Accident report - "Talk about flexible measurement!" <- in one sense using a range of different measures is a good thing (triangulation), so perhaps clarify/highlight that the problem here is that its being done non-systematically and opaquely, with ad-hoc, data-dependent measurement decisions creating the concern about analytic flexibility. We could say something like "Superficially, this might seem like a good thing — if we gather converging evidence from multiple different operationalisations of a construct, doesn't that mean our findings are more robust? Whilst that is true, the problem here is that the measurement decisions are being made in an ad-hoc, data-dependent manner, which create analytic flexibility and increases the risk of bias. A careful attempt to examine different measurement operationalisations would involve making measurement decisions independent of the data (i.e., preregistering them) and making changes to the measurement instrument systematically (i.e., changing one thing at a time to evaluate its influence on the results)."
"that may be a signal that something has gone wrong" <- a quick example of such a problem might be helpful
Figure 8.8 text is pretty small. What is "short response"? Perhaps add another example to the complex end to balance it out a bit e.g., "body movements" (from the main text)
"Try to make the order reasonable" <- can we make this a bit more helpful, what's a reasonable order?

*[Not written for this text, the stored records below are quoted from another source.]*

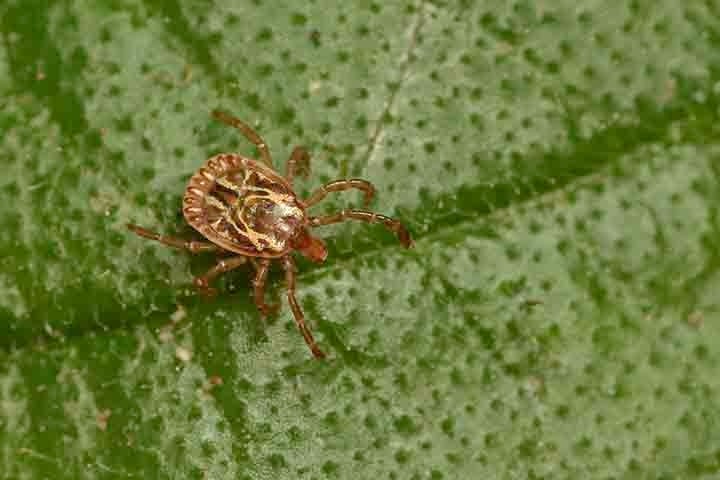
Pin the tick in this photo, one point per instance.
(248, 212)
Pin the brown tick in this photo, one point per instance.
(245, 208)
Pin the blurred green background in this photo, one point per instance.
(557, 161)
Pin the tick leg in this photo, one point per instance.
(370, 217)
(175, 242)
(298, 163)
(203, 282)
(289, 265)
(249, 133)
(262, 267)
(339, 186)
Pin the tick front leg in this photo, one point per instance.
(202, 283)
(370, 217)
(262, 268)
(339, 186)
(289, 265)
(297, 164)
(248, 132)
(175, 242)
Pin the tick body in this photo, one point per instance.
(244, 207)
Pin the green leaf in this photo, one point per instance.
(557, 162)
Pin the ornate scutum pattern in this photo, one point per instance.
(243, 206)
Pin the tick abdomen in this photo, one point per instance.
(243, 206)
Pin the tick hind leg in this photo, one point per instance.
(248, 132)
(289, 265)
(202, 283)
(175, 242)
(340, 186)
(298, 164)
(370, 217)
(262, 267)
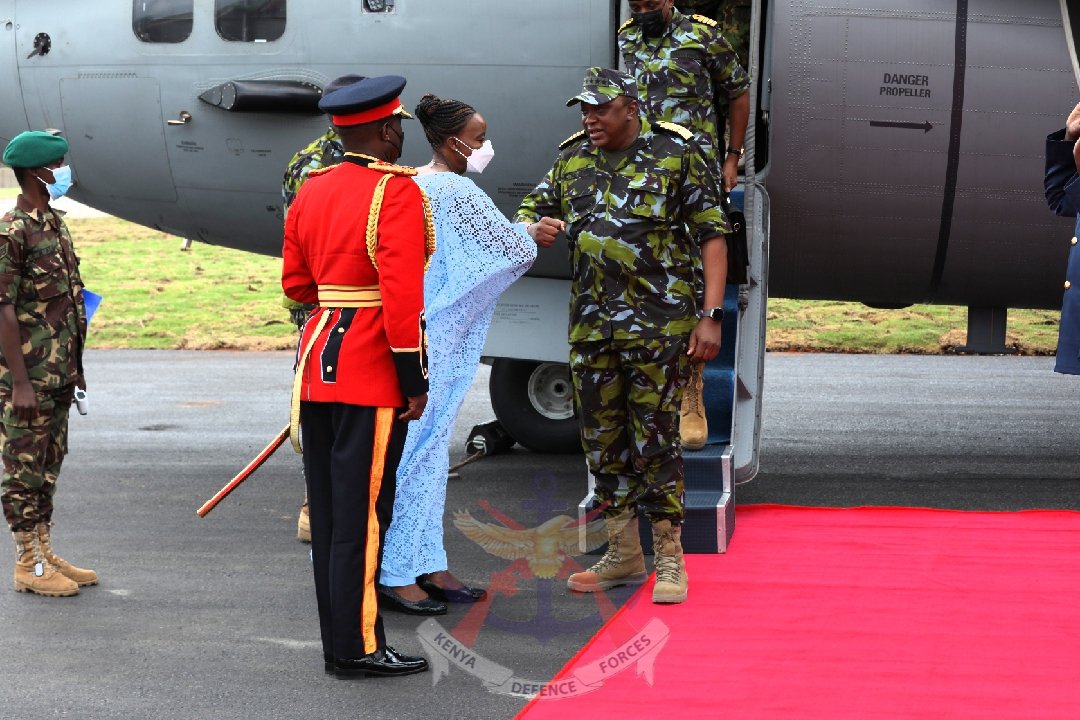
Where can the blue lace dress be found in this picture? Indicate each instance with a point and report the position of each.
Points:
(477, 255)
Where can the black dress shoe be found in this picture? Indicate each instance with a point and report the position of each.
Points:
(387, 662)
(447, 595)
(390, 600)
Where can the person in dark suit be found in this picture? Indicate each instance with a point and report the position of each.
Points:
(1062, 185)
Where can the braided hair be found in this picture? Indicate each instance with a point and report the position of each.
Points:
(442, 119)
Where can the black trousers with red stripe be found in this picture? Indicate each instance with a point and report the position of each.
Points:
(350, 459)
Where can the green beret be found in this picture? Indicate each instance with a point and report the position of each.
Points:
(34, 149)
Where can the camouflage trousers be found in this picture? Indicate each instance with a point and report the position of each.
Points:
(628, 395)
(32, 453)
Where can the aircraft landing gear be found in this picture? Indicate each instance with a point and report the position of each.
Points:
(535, 404)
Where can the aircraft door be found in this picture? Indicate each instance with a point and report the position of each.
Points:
(1070, 19)
(12, 116)
(132, 154)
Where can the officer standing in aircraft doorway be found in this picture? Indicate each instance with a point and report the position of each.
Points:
(1062, 185)
(323, 151)
(637, 199)
(682, 64)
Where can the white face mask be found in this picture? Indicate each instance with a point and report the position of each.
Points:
(62, 177)
(480, 158)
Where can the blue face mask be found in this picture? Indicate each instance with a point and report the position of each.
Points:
(61, 184)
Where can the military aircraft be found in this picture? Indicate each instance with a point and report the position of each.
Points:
(895, 158)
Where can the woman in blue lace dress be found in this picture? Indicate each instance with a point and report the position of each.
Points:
(478, 253)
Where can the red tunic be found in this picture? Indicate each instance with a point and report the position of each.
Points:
(367, 355)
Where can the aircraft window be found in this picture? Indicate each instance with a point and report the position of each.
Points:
(378, 5)
(250, 21)
(162, 21)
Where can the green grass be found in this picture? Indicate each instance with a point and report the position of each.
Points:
(157, 296)
(208, 297)
(851, 327)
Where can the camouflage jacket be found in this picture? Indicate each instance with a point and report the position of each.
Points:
(679, 73)
(321, 152)
(733, 17)
(39, 275)
(632, 220)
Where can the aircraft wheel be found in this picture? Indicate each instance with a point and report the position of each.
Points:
(535, 404)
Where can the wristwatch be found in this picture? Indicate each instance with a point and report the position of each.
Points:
(712, 313)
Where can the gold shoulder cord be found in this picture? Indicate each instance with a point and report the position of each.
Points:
(429, 231)
(373, 218)
(373, 223)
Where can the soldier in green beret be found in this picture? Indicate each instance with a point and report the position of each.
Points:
(634, 197)
(42, 330)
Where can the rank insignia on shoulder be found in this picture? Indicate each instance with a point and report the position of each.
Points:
(394, 170)
(672, 127)
(570, 140)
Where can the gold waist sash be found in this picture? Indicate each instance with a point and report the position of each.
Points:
(349, 296)
(329, 296)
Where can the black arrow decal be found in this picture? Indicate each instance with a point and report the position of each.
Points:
(925, 126)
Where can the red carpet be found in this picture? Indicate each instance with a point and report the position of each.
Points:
(850, 613)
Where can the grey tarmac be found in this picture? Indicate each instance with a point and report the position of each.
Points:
(214, 617)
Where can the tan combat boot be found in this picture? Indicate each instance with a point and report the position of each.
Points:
(693, 428)
(32, 571)
(304, 524)
(667, 556)
(80, 575)
(622, 565)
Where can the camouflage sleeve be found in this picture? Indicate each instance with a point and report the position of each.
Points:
(724, 66)
(11, 259)
(701, 197)
(543, 201)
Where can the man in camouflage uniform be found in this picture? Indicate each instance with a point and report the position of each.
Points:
(42, 330)
(733, 18)
(684, 67)
(323, 151)
(633, 198)
(683, 63)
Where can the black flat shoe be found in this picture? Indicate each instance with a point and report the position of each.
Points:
(446, 595)
(382, 663)
(390, 600)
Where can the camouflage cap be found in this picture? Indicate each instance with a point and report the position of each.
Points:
(603, 85)
(35, 149)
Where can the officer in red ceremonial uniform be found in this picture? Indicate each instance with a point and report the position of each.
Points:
(358, 238)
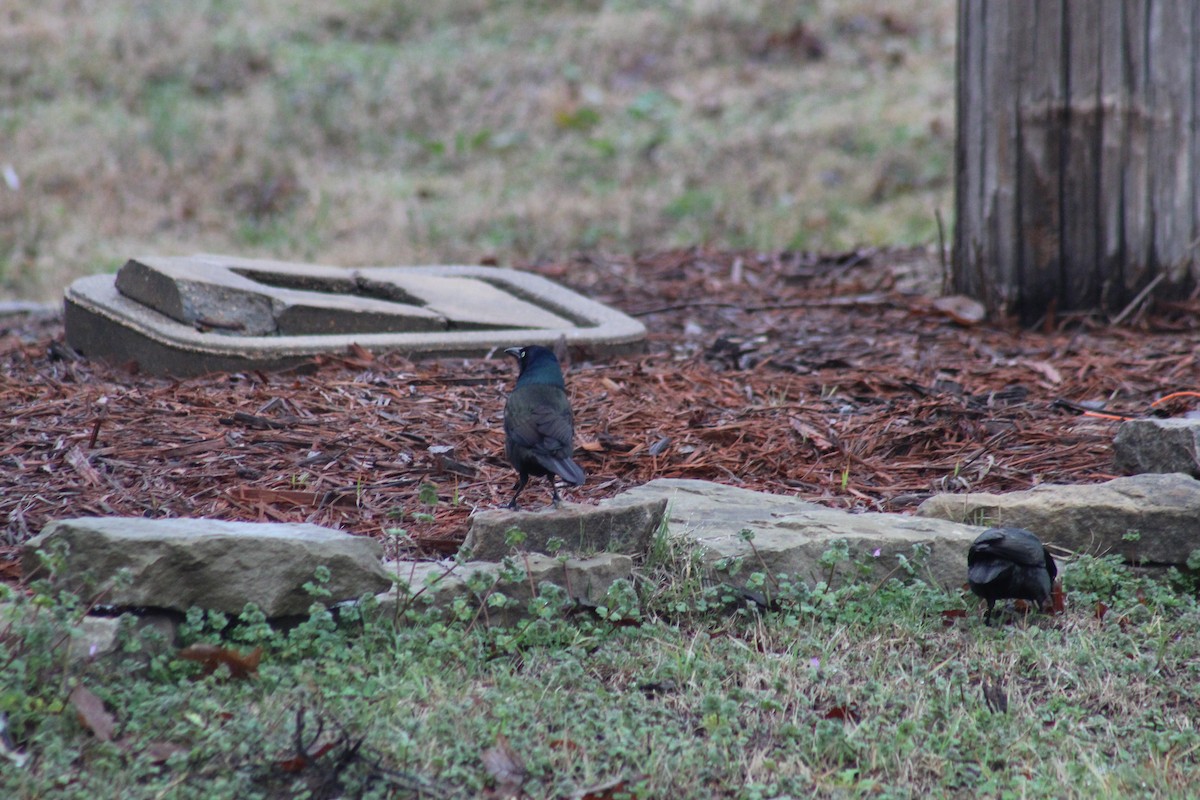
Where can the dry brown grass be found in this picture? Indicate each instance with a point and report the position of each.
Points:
(456, 130)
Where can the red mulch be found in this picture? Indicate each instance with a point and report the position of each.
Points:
(790, 373)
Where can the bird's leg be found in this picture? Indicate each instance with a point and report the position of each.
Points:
(521, 481)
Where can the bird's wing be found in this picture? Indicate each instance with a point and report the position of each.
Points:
(555, 428)
(984, 572)
(1019, 549)
(540, 422)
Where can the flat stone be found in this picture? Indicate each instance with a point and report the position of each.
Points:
(250, 298)
(467, 304)
(790, 535)
(177, 564)
(191, 316)
(1149, 519)
(1158, 446)
(439, 584)
(621, 524)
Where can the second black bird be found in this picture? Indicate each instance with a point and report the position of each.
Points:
(538, 425)
(1009, 563)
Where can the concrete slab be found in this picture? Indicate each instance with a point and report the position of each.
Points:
(187, 316)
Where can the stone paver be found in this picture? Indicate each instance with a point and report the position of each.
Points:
(187, 316)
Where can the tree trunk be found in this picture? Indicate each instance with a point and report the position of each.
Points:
(1078, 152)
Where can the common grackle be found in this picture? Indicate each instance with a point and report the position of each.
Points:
(538, 423)
(1009, 563)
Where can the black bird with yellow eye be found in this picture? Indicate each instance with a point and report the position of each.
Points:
(539, 428)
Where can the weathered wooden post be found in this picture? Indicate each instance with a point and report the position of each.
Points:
(1078, 155)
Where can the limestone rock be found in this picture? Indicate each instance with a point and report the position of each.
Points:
(1158, 446)
(1150, 519)
(437, 584)
(791, 535)
(217, 565)
(622, 524)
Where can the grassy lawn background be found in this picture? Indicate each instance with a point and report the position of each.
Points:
(377, 132)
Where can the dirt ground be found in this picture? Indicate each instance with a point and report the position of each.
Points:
(827, 378)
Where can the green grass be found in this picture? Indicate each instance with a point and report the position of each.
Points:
(455, 130)
(856, 690)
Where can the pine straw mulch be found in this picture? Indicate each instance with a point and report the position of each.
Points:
(809, 376)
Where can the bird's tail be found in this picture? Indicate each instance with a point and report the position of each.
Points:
(565, 469)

"We’ll talk in Chapter 12 about manipulation checks and their strengths and weaknesses." - wasn't clear to me how this sidenote relates to the main text its attached to, which is about tricky survey questions
Depth box "Likert scales" <- unclear what the defining feature of a likert scale is; are bipolar and unipolar scales types of likert scale?
"You should also consider the names you give to your scale up front to try to minimize these issues." <- not sure what this means, do we mean the labels?
"It rarely helps matters to add a “don’t know” or “other” option to survey questions" <- though I wonder if its helpful to include these during instrument development because it can flag when your responses are missing something. That's a speculative and tangential point so no need to mention it!
"pragmatically infelicitous negation" <- can we translate that into human?? :)
"On that viewpoint, theories are best tested by observing measurements that they predict but that are low probability according to others." <- needs rewording I think. Perhaps clearer to say observing 'results'. And do we mean according to other people? Or other theories? Bit hard to parse what the 'low probability' part means.
"The more measures you add, the more bets you are making but the less value you are putting on each. In essence, you are hedging your bets and so the success of any one bet is less convincing." <- I'm not really convinced by this as written. Unclear why measuring more means putting less value on each bet. And you're increasing the number of opportunities to be right, but aren't you also increasing the number of opportunities to be wrong, which is more falsifiable — a good thing by Popper's standards
" if you include multiple measures in your experiment, you need to think about how you will interpret inconsistent results." <- I'm also unconvinced by this. I'm certainly very tempted to sign up to this 'simple is best' philosophy (and often adopt it in practice) because inconsistent results are indeed practically annoying, but the reality is inconsistent results, then isn't that just something we have to deal with? Wouldn't it be better to know than not know? As we say elsewhere in the chapter, ignorance is not bliss.
"The fundamental insight of the psychometric perspective is that the constructs we study as psychologists are latent, rather than directly observed. " <- maybe I'm missing the point here but isn't that just obvious? The insights offered by psychometrics are a bit more sophisticated than that (how to measure latent constructs)? [having re-read a few times, I wonder if we actually just mean to say something like "the fundamental issue addressed by the psychometric perspective is how to measure constructs that we cannot directly observe"]
"adoption of defaults" <- not super clear what this means or how it relates back to the chapter — do we mean just relying on measures other people are using even if they haven't been validated?